Rekaman tersebut membuka pertanyaan yang lebih besar: mengapa macan tutul masih bisa bertahan di kawasan Hutan Mendolo?

Jawabannya tidak bisa hanya dilihat dari keberadaan macan. Data pemantauan keanekaragaman hayati menunjukkan kawasan ini masih dihuni beragam jenis mamalia, primata, burung, reptil, serangga hingga tumbuhan.
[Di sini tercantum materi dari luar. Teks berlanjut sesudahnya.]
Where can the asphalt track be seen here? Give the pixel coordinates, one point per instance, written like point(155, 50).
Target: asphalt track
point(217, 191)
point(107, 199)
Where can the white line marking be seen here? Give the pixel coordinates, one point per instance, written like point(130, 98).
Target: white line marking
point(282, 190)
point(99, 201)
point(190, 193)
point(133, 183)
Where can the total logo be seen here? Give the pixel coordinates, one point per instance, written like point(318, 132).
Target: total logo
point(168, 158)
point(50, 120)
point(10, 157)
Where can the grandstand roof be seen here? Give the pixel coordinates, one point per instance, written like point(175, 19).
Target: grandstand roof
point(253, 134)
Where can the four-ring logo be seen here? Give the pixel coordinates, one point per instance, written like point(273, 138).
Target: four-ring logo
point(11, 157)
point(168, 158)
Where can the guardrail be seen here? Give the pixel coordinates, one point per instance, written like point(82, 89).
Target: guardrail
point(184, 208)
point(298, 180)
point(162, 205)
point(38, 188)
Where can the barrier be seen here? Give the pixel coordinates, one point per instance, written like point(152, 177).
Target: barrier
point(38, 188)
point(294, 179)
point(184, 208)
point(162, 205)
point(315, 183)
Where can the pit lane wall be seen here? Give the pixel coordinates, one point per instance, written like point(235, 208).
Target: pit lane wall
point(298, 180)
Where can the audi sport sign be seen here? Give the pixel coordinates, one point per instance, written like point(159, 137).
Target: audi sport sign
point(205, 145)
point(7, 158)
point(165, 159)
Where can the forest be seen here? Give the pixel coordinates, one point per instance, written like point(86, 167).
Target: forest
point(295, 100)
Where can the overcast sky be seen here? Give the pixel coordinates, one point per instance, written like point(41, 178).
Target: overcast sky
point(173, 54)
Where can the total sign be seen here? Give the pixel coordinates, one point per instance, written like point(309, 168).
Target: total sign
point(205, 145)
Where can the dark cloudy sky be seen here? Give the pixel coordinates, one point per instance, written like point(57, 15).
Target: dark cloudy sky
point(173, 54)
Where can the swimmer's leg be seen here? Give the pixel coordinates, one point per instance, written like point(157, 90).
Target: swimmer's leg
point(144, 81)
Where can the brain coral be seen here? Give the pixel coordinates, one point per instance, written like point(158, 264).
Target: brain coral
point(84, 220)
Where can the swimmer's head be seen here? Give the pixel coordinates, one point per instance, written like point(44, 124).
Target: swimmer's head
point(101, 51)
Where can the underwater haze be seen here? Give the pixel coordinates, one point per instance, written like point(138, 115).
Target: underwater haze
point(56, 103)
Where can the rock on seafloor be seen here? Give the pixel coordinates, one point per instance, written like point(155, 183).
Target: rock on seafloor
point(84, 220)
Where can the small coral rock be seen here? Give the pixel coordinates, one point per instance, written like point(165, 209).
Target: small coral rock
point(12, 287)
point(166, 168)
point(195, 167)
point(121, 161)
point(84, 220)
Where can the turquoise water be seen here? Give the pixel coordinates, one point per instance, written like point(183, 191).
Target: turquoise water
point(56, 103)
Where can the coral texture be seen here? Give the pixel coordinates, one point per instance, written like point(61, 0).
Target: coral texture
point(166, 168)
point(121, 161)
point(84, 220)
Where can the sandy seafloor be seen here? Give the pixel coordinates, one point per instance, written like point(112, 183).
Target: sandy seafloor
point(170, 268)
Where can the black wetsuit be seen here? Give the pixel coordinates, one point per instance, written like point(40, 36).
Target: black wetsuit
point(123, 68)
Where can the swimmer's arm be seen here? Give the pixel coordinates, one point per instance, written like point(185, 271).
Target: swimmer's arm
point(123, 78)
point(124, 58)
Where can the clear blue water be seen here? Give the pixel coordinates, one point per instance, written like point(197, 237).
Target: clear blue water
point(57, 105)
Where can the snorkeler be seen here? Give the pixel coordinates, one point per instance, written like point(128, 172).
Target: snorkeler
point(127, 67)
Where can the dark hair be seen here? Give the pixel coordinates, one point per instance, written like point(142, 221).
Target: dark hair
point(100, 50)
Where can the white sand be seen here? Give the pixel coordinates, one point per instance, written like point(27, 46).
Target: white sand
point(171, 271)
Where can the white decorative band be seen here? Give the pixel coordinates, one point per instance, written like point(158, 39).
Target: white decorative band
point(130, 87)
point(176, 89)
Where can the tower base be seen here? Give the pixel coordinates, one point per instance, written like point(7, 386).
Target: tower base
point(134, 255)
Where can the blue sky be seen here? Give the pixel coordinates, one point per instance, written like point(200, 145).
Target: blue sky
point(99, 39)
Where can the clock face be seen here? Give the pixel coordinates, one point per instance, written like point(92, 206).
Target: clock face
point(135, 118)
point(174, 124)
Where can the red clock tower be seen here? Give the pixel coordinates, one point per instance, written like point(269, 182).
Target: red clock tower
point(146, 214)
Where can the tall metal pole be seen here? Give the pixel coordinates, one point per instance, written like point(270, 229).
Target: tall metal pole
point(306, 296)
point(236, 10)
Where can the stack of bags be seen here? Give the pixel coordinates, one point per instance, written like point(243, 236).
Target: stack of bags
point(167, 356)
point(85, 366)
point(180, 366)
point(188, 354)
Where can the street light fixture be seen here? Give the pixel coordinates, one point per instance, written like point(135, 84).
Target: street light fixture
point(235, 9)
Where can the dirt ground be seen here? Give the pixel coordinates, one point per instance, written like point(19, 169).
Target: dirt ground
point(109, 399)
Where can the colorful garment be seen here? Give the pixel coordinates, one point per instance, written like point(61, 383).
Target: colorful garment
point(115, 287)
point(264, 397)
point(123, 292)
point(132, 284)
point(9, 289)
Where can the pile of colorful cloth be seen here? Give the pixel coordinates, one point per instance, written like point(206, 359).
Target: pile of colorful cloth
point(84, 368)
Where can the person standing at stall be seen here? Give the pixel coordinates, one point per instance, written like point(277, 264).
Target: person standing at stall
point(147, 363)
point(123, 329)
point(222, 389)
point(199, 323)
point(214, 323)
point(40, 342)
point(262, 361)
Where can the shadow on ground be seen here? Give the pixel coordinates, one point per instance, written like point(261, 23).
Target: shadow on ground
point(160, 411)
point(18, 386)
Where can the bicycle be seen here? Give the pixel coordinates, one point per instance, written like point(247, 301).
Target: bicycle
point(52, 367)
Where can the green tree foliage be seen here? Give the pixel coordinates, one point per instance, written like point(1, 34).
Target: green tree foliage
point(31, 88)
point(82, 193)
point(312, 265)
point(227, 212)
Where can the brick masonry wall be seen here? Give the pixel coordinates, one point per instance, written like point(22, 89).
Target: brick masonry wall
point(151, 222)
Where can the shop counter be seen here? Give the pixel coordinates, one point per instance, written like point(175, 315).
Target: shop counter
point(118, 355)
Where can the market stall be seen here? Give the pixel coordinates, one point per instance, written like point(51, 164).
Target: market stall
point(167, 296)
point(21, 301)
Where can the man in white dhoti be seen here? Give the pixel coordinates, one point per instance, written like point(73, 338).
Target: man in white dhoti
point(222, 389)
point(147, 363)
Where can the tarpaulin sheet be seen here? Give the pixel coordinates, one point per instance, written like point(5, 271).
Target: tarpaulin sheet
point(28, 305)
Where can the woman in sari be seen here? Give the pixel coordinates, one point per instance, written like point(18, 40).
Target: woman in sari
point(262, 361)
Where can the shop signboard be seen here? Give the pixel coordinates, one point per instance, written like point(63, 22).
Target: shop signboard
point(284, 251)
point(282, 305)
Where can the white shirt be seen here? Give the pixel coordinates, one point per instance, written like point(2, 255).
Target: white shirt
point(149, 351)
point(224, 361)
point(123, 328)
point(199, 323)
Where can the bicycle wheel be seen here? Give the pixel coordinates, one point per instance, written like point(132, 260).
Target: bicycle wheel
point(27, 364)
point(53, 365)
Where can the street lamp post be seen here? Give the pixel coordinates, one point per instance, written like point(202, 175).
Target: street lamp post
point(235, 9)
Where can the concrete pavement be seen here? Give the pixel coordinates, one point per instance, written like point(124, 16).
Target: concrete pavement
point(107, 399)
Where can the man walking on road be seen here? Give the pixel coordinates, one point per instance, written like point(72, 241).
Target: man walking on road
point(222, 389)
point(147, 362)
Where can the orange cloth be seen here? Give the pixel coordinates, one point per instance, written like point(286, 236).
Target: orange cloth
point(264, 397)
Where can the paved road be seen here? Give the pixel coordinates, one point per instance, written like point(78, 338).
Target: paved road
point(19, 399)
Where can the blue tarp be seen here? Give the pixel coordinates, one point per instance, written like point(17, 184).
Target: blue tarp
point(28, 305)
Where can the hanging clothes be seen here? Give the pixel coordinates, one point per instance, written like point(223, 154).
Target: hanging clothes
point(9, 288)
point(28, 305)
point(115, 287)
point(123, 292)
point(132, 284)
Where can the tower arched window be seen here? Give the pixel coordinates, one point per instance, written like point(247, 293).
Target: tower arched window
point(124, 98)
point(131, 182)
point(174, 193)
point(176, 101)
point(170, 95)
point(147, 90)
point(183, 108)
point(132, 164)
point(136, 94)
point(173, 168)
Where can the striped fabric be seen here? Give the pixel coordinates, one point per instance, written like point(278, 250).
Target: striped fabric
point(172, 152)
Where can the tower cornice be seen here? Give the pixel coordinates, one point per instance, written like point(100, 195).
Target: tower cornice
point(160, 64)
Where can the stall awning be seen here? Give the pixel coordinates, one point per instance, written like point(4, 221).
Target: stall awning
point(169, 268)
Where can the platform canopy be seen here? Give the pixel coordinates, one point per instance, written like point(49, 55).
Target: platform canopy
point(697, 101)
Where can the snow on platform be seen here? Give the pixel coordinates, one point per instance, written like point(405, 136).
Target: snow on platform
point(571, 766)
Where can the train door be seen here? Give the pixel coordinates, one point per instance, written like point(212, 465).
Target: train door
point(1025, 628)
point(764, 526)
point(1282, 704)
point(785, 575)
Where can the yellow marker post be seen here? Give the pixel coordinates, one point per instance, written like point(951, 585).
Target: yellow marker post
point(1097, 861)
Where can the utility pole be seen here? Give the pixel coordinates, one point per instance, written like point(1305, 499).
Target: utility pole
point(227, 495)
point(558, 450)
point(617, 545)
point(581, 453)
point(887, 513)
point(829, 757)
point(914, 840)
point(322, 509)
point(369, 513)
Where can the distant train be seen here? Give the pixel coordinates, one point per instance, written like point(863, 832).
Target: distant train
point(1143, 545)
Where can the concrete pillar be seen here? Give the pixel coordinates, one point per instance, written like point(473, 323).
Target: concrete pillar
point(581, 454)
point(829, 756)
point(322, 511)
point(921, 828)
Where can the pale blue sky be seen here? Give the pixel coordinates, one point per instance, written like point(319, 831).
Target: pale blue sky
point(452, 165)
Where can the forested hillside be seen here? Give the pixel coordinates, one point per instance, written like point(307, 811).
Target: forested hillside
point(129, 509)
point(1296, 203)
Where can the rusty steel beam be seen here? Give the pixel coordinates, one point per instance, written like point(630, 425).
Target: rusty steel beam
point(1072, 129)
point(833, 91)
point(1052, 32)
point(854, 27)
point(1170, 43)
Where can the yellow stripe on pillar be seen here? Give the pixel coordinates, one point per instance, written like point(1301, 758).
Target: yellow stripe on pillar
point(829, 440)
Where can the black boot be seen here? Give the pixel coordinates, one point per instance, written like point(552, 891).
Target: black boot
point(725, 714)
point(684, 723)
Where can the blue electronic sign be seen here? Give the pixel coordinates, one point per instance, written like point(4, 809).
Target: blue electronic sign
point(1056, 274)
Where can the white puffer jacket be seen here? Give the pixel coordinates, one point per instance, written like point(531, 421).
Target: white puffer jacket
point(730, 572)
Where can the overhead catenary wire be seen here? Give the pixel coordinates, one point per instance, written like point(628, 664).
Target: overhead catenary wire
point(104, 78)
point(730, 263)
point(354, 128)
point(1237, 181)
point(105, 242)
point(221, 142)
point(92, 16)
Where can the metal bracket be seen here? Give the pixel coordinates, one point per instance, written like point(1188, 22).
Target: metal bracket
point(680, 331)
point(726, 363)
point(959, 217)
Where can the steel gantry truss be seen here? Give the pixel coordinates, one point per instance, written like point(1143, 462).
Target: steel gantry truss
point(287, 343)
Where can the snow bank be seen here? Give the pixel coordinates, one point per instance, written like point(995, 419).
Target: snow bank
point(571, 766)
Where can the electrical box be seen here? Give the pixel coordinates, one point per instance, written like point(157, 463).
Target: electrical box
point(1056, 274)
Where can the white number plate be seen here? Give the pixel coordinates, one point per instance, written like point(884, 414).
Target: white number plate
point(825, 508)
Kombinasi berbagai temuan tersebut memberikan gambaran bahwa Hutan Mendolo masih memiliki fungsi penting sebagai habitat satwa liar.

Bukan Cuma Macan Tutul

Dalam pemantauan menggunakan kamera trap pada 2024, masyarakat Desa Mendolo bersama Swara Owa memasang kamera di 16 titik. Kegiatan tersebut melibatkan 11 warga dari berbagai dusun dan berlangsung selama 25 hari.

Hasilnya bukan hanya merekam satu jenis satwa.

Kamera trap mendokumentasikan antara lain rekrekan, monyet ekor panjang, kijang muncak, babi hutan, pelanduk kancil, landak Jawa, garangan Jawa, beberapa jenis tupai serta tikus.

Temuan itu penting karena keberadaan beragam mamalia menunjukkan bahwa kawasan hutan masih menyediakan ruang hidup bagi banyak jenis satwa.

Kijang muncak dan babi hutan juga tercatat dalam pemantauan sebelumnya bersama macan kumbang. Namun, temuan tersebut belum cukup untuk menyimpulkan bahwa kedua satwa itu merupakan mangsa dari individu macan tutul yang terekam di Mendolo.

Untuk mengetahui pola makan macan tutul secara lebih pasti diperlukan penelitian khusus, misalnya melalui analisis kotoran atau metode ekologi lainnya.

Lima Primata Jawa Masih Ada

Kekayaan Hutan Mendolo juga terlihat dari kelompok primatanya.

Kawasan ini diketahui menjadi habitat lima jenis primata Jawa, yakni owa Jawa, lutung Jawa, rekrekan, monyet ekor panjang dan kukang Jawa.

Pada pengamatan lapangan 2024, peneliti bersama masyarakat bahkan menemukan delapan individu kukang Jawa di Hutan Mendolo.

Kehadiran kukang Jawa menjadi temuan penting karena satwa nokturnal tersebut membutuhkan habitat berhutan untuk mencari makan dan beraktivitas pada malam hari.

Selain kukang, pemantauan juga menemukan trenggiling Sunda, rekrekan, babi hutan, takur tulung-tumpuk, celepuk Jawa dan kubung Sunda.